La literatura, volvamos a ella, puede ser, como lo es, una llama al viento que mantiene encendida la memoria de los pueblos y, en nuestro caso, la de un país irredento que ha sufrido, sobre todo en sus estamentos populares, una agresión continua desde tiempos remotos. ¿Cuándo cesará la horrible noche o, al menos, tanta impunidad? Y además de obras literarias, como Cóndores no entierran todos los días, o La mala hora, por ejemplo, uno se pregunta si los murales, los grafitis, las esculturas, las pinturas, las canciones, pueden convertirse en esa llamarada que ilumine los caminos contra el olvido.

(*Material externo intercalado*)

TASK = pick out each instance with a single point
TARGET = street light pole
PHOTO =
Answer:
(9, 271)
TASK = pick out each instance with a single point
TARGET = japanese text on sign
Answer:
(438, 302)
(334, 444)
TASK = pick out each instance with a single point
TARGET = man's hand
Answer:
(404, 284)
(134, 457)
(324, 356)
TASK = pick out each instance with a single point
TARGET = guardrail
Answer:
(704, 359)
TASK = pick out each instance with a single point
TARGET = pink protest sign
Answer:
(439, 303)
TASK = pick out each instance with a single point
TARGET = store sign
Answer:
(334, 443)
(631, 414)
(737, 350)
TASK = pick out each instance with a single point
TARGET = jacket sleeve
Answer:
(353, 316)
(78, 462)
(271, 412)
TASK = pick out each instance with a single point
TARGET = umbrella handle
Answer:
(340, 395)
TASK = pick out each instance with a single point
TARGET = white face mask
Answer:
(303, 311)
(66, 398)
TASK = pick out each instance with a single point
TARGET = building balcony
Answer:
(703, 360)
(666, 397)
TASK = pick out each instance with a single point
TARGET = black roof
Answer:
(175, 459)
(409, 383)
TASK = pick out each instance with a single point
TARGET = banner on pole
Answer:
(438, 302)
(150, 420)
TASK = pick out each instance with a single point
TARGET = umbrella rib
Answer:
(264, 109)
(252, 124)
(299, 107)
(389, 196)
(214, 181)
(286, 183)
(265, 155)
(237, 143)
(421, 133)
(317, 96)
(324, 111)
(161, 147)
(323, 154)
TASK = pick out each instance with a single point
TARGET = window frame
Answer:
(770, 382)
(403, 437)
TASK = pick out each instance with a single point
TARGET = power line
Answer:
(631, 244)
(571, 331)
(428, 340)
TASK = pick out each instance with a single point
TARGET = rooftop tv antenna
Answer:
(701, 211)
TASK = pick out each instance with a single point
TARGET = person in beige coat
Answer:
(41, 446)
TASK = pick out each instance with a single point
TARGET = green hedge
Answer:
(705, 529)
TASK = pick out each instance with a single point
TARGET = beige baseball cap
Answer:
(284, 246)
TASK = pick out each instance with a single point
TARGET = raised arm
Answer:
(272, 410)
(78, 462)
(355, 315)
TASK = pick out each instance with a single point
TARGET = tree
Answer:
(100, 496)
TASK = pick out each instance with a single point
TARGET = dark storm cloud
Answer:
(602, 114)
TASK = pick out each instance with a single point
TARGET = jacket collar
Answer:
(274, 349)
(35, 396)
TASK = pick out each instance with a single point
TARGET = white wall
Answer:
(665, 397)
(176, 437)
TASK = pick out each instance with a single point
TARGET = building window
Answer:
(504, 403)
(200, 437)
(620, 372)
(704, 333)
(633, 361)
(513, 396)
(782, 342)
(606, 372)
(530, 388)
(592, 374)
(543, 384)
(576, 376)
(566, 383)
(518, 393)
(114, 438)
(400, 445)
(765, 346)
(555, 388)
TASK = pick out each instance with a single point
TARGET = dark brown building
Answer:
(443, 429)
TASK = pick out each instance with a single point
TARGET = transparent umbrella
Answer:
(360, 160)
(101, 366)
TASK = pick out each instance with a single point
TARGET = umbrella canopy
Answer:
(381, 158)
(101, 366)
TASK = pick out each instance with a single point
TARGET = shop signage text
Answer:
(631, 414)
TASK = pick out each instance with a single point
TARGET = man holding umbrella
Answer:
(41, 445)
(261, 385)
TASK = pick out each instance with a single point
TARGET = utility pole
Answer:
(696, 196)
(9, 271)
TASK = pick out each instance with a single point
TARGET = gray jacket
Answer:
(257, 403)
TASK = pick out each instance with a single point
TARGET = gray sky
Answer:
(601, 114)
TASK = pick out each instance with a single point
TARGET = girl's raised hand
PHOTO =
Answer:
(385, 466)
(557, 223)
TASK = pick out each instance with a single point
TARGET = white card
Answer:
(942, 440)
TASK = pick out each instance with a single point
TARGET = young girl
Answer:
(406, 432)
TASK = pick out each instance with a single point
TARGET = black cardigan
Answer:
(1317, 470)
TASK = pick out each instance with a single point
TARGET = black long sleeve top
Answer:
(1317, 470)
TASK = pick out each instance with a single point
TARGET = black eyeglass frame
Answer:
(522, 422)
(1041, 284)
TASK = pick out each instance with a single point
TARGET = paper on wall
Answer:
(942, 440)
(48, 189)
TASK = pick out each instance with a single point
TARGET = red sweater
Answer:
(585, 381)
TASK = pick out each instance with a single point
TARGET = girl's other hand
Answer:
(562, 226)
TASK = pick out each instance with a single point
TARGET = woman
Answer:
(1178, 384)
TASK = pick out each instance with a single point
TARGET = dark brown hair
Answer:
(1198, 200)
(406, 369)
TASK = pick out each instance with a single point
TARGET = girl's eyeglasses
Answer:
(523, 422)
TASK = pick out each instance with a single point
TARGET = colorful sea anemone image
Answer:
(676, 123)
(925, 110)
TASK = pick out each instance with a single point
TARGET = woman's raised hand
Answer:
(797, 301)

Ver a un exmandatario con su rostro descompuesto, iracundo, con un rodillo de pintura como borrador, es un efecto tragicómico de una larga historia de atropellos contra esa sufrida entidad llamada “pueblo”. Es antigua nuestra tragedia. Y así nos la recuerdan novelas como Viento seco, sobre una masacre cuyas víctimas todavía gritan.